Graduate Student Seoul National University, Republic of Korea
Abstract: Lineage specification during early embryo development results in the formation of the pluripotent cell population, known as inner cell mass (ICM), and the ICM has the potential to generate three germ layers of endoderm, mesoderm, and ectoderm during gastrulation. Embryonic stem cells (ESCs) can recapitulate early embryogenesis in vitro and differentiate into various cell types derived from all three germ layers, making them widely used in developmental biology research. The generation of multiple mesodermal derivatives including cardiovascular, hematopoietic, and mesenchymal cells from ESCs is well demonstrated in human and mouse. However, since ESCs of pig have been established relatively recently, studies of their direct differentiation through the modulation of signaling pathways are limited. Therefore, we elucidated the signaling pathways involved in the mesodermal differentiation of pig ESCs and optimized the differentiation protocol for inducing pig ESCs into the mesodermal lineage. Transcriptional expression levels of mesodermal markers were significantly upregulated in pig ESCs treated with a combination of signaling molecules, compared with non-treated pig ESCs. In addition, this treatment did not enhance the transcript levels of endodermal and ectodermal markers. Interestingly, a certain signaling molecule reported to be associated with mesodermal differentiation of human ESCs had no effect on pig ESCs, indicating species-specific characteristics of pigs.

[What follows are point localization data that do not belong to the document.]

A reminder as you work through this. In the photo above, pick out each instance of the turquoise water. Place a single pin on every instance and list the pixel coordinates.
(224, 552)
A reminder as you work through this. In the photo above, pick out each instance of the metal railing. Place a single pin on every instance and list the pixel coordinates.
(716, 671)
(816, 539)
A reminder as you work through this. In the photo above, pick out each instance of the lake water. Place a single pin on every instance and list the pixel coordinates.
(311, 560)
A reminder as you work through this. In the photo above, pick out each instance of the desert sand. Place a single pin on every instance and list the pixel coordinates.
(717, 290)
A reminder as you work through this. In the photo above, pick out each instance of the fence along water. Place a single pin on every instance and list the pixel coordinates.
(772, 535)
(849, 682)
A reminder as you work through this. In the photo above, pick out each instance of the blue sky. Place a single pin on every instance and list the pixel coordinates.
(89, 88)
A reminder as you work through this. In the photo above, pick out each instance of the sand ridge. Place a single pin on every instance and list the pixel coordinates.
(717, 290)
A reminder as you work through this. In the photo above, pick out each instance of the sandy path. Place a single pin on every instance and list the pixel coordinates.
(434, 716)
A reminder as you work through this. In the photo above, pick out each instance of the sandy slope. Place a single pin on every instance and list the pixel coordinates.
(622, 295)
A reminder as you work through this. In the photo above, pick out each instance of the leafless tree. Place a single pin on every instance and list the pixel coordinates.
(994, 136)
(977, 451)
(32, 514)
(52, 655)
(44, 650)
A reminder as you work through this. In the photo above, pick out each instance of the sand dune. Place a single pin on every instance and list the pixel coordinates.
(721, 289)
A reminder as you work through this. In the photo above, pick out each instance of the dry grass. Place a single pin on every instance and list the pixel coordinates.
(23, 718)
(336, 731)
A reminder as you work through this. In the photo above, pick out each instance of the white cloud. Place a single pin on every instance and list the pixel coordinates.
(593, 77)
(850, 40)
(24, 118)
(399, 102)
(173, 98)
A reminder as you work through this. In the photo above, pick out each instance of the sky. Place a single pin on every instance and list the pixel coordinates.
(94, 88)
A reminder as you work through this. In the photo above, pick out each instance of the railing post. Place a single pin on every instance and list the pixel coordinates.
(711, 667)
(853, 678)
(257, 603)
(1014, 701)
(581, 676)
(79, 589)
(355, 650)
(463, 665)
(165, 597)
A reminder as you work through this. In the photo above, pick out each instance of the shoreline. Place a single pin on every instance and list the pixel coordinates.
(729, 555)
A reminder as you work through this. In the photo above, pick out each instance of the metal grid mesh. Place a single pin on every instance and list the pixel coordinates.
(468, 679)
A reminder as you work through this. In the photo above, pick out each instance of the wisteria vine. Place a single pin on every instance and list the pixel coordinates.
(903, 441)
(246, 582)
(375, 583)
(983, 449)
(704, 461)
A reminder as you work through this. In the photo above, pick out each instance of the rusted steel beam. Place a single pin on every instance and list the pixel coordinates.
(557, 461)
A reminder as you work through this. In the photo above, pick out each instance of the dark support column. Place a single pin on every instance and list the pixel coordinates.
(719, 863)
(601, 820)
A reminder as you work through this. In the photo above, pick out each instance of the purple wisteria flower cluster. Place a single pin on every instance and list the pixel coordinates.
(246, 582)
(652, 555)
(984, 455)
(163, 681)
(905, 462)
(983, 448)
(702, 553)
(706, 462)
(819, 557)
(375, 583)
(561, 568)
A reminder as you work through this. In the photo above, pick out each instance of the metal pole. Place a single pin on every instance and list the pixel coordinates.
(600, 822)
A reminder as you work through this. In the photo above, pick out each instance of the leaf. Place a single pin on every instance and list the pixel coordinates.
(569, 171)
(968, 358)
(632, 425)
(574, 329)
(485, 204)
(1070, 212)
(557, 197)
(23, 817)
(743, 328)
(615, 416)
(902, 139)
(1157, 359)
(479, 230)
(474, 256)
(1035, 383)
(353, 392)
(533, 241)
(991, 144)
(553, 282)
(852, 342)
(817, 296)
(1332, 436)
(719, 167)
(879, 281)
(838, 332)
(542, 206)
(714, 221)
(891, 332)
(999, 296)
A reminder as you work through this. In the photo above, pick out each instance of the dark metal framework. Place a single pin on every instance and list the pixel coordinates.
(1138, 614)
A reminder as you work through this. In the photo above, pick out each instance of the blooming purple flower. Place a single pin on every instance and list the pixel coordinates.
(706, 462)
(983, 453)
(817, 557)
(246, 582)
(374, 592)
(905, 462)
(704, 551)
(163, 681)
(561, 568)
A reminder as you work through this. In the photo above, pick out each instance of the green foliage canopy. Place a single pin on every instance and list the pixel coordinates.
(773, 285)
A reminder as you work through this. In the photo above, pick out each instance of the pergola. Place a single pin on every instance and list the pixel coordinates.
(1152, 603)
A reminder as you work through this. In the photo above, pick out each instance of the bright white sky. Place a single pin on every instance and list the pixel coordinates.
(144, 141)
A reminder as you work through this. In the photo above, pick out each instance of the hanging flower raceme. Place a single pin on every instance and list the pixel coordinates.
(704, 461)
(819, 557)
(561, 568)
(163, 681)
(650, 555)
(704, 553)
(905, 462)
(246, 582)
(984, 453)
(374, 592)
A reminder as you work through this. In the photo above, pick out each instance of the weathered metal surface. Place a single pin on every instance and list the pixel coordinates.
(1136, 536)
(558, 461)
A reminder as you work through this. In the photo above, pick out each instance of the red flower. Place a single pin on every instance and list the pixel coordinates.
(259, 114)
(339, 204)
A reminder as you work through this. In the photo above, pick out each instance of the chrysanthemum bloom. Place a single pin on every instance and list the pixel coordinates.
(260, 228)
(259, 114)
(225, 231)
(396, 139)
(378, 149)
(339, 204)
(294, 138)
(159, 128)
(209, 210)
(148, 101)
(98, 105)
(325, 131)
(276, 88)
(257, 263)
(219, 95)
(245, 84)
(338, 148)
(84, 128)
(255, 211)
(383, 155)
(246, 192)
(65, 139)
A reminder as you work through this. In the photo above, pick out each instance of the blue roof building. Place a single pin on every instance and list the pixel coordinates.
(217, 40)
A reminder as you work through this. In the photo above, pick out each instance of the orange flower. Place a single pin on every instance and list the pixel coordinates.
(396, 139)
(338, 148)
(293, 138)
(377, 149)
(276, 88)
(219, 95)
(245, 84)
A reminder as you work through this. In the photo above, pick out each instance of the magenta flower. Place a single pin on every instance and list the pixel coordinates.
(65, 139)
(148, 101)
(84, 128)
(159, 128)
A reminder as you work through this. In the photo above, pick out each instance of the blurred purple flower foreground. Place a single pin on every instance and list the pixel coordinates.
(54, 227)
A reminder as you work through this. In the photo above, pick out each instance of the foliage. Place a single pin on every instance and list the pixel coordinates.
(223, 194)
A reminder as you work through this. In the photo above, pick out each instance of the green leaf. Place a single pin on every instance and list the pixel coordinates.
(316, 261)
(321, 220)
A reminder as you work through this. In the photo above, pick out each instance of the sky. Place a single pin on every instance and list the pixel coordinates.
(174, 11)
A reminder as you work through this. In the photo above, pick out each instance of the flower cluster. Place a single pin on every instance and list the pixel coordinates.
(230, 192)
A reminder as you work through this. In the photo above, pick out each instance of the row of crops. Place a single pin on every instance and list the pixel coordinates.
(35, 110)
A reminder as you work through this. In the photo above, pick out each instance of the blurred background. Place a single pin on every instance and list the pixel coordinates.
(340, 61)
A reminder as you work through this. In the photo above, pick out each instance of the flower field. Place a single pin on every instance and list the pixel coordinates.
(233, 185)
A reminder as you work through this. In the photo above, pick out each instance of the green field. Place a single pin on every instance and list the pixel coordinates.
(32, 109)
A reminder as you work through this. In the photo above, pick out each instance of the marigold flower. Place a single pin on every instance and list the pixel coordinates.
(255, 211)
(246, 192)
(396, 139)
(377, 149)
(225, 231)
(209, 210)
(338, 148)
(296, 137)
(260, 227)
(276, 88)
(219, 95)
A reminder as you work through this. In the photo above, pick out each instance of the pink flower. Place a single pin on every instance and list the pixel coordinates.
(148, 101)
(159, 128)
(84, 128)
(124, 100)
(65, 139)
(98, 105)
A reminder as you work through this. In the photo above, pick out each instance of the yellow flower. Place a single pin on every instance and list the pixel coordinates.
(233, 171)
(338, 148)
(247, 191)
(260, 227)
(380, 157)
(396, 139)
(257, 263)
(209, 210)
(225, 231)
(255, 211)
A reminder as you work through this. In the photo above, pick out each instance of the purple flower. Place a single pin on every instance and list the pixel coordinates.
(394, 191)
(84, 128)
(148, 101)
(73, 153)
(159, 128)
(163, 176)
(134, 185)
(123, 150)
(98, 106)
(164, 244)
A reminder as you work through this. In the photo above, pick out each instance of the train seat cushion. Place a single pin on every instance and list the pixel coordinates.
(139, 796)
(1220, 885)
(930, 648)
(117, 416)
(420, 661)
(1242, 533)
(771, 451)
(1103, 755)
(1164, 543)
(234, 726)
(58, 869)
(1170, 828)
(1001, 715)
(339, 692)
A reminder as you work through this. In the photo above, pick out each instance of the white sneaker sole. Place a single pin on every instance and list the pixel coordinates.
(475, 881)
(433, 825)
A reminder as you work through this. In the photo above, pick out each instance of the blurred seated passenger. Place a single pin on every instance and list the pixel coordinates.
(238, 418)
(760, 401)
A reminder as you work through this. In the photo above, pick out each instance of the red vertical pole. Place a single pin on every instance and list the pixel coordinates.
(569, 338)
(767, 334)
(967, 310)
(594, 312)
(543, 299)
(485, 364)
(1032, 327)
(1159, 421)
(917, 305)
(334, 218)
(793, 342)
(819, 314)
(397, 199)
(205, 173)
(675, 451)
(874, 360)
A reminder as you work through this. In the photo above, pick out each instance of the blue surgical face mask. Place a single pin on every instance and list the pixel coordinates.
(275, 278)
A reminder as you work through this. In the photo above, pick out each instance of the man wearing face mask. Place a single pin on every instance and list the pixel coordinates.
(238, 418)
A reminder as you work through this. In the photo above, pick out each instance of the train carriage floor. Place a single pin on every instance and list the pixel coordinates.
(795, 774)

Taken together, we efficiently derived mesodermal progenitors from pig ESCs by modulating signaling pathways related to mesodermal lineage development. Because ESCs are capable of unlimited self-renewal, these progenitors can be employed as a stable cell source for the production of various mesodermal derivatives. Especially, ESCs are known to pass through intermediate stages such as the mesoderm during differentiation into mesenchymal stem cells (MSCs), and thus these progenitors can be utilized for establishing MSCs derived from ESCs. Therefore, as part of further studies, we are preparing to induce mesodermal progenitors into MSCs and dissect the mechanisms thereof.
Funding Source: This work was supported by the BK21 Four program, the Korea Evaluation Institute of Industrial Technology (KEIT) [20012411]; and the National Research Foundation of Korea (NRF) grant [2023R1A2C1005026].